Longer term, we see hospitals moving away from doing their own IT. Big data with security and compliance will likely become a private cloud service. We expect to see companies starting up in the next five to 10 years strictly around improving healthcare operations.
Fenske: Before we wrap up, do you have any other comments you’d like to share?
Terry: Healthcare is a very conservative and risk-averse industry, steeped in compliance issues. So there is a lot of ambiguity, and it can be quite challenging. We see the evolution of big data in healthcare being less a blinding flash of light than vespers appearing out of the mist.
It will be interesting to see when the tipping point happens. Once the EMR mandate takes full effect nationwide, we will have the mechanisms in place to collect data. The next question will be, “OK, so now what?” That’s when the real break will happen.
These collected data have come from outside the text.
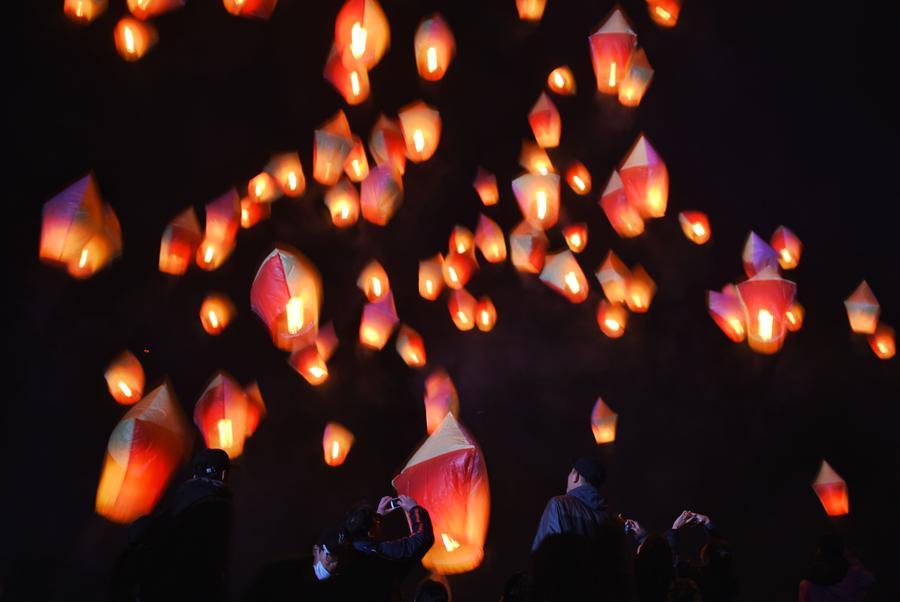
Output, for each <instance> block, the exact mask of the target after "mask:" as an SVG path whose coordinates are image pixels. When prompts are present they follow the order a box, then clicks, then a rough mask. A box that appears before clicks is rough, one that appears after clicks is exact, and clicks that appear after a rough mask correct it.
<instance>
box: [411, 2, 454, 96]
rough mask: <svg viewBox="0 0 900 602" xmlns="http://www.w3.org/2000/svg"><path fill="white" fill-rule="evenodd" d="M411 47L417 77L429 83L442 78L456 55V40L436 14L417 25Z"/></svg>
mask: <svg viewBox="0 0 900 602" xmlns="http://www.w3.org/2000/svg"><path fill="white" fill-rule="evenodd" d="M413 46H414V48H415V52H416V68H417V69H418V70H419V77H421V78H422V79H424V80H428V81H430V82H436V81H438V80H439V79H441V78H442V77H444V74H445V73H446V72H447V68H448V67H449V66H450V61H452V60H453V55H454V54H456V40H454V39H453V32H452V31H450V27H449V26H448V25H447V22H446V21H444V18H443V17H442V16H441V15H440V14H437V13H436V14H434V15H432V16H431V17H428V18H427V19H423V20H422V22H421V23H419V28H418V29H417V30H416V37H415V39H414V40H413Z"/></svg>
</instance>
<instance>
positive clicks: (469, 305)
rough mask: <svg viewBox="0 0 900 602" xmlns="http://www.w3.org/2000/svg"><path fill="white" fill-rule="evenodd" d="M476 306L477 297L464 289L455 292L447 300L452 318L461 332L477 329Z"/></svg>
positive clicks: (455, 291) (453, 321)
mask: <svg viewBox="0 0 900 602" xmlns="http://www.w3.org/2000/svg"><path fill="white" fill-rule="evenodd" d="M475 306H476V302H475V297H473V296H472V295H470V294H469V292H468V291H467V290H466V289H464V288H461V289H459V290H455V291H453V292H452V293H450V297H449V298H448V299H447V308H448V309H449V310H450V317H451V318H453V323H454V324H456V327H457V328H459V329H460V330H472V329H473V328H475Z"/></svg>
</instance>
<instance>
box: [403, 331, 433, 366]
mask: <svg viewBox="0 0 900 602" xmlns="http://www.w3.org/2000/svg"><path fill="white" fill-rule="evenodd" d="M397 353H398V354H399V355H400V357H401V358H402V359H403V361H404V362H406V365H407V366H410V367H411V368H421V367H422V366H424V365H425V362H426V361H427V356H426V355H425V341H423V340H422V335H420V334H419V333H418V332H416V331H415V330H413V329H412V328H410V327H409V326H406V325H405V324H404V325H403V326H401V327H400V332H399V333H398V334H397Z"/></svg>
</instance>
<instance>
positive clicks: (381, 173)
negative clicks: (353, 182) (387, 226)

As healthcare starts using all of its data to better inform what they do, I think we’ll see sweeping change.
Most major U.S. companies and increasingly, healthcare organizations, now have a “chief data officer,” whose job is to control and maximize the organization’s data, because they recognize that information is power. There is enormous potential to solve the biggest issues in healthcare — improving outcomes, lowering costs, understanding disease — when organizations harness their data.